En toute conscience, il a commencé ce long chemin qui sépare le champion potentiel du champion défini. « Cela peut aller si vite à cet âge-là » , disait Conte. Les échelons, il les a donc gravis un par un. Pour ne pas grandir trop vite. Remplaçant, puis dans la rotation des titulaires, et enfin titulaire indiscutable. Après deux saisons et demi, sa progression est parfaitement traduite par l’évolution graduelle de ses statistiques dans tous les compartiments du jeu. On se croirait dans un jeu vidéo. Passes clés : de 0,8 en 2012-13 à 1,4 en 2013-14 à 1,6 en 2014-15. Dribbles réussis : de 1,8 à 2,1 à 3,1. Fautes obtenues : de 1,3 à 1,4 à 1,5. Et enfin, passes par match, une statistique qui traduit son influence sur le jeu turinois : de 38 à 42 à 46. En janvier 2015, entre deux déclarations de son agent Mino Raiola, il déclare : « Je vaux zéro euro, je ne m’occupe pas de ces choses-là, je ne pense qu’à travailler chaque jour et tout donner sur le terrain.

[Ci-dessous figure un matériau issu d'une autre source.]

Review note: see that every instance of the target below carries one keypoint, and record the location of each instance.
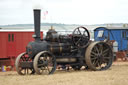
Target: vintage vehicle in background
(75, 50)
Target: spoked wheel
(99, 56)
(81, 37)
(22, 70)
(77, 67)
(44, 63)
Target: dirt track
(116, 75)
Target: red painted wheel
(20, 70)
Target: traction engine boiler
(75, 50)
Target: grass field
(116, 75)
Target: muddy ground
(116, 75)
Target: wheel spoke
(93, 53)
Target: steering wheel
(81, 37)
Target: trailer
(13, 42)
(117, 36)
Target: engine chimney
(37, 24)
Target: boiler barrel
(60, 48)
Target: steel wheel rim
(23, 71)
(98, 59)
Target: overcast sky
(65, 11)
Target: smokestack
(37, 24)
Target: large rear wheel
(99, 56)
(23, 57)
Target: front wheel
(44, 63)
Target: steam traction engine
(76, 50)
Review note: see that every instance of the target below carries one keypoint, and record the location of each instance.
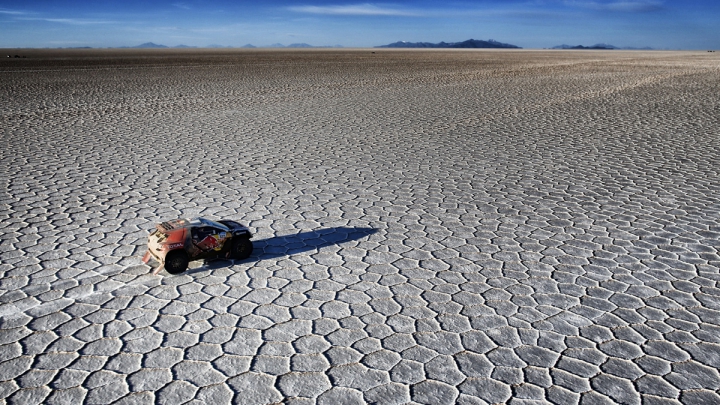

Je dois m’améliorer parce que je veux devenir un champion, un des plus forts du monde, et j’ai encore du travail avant d’arriver au niveau de Pirlo, Buffon et Chiellini. Mon rêve, c’est le Ballon d’or. »

La dimension Pogba

Pierre Mankowski, sélectionneur de l’équipe de France espoir, racontait son Pogba dans So Foot : « Même tout jeune, il était déjà mature. Je le faisais jouer avec les 17 ans, il en avait 15, et il était capitaine. Tout comme il l’est aujourd’hui en équipe de France. Il est vraiment en avance sur son âge. Parfois au centre, on avait des gamins qui étaient moins talentueux que lui, qui faisaient du n’importe quoi dans leur comportement, mais lui est toujours resté à l’écart. Il ne s’est jamais mis dans des situations délicates. On sentait qu’il savait où il allait, que sa route était tracée. » Sur le chemin, Pogba peut donc se permettre quelques zigzags. Quand on s’est mis à le comparer à Patrick Vieira, pour son intensité et sa verticalité, Pogba s’est mis à jouer un cran plus haut et à placer des virgules avec l’aisance d’un ailier latin. Parce que Vieira n’a pas eu de Ballon d’or ? Qui sait. En tout cas, sur le côté gauche, en milieu récupérateur ou en milieu offensif, son jeu reste toujours le même : celui d’un joueur dominant. « Le prototype du joueur moderne » , disait Conte.

Aujourd’hui, sa seule inconstance reste une inconstance de beau champion : ne marquer que des chefs-d’œuvre et des buts importants. D’après Didier Deschamps, « il a tellement de fantaisie naturelle que tout lui vient facilement. Les coups qu’il tente aujourd’hui dans deux, trois mois lui sembleront vieux, et il en inventera d’autres » . Mais d’où vient ce mélange fascinant de talent, caractère et travail ? Le cocktail Pogba est certainement composé d’un peu de Manchester United, d’une dose d’Antonio Conte et surtout d’énormément d’acquis transmis par un entourage sain. Car si Pogba joue les bras au ciel et les pieds à terre, c’est parce qu’il a tout dans la tête.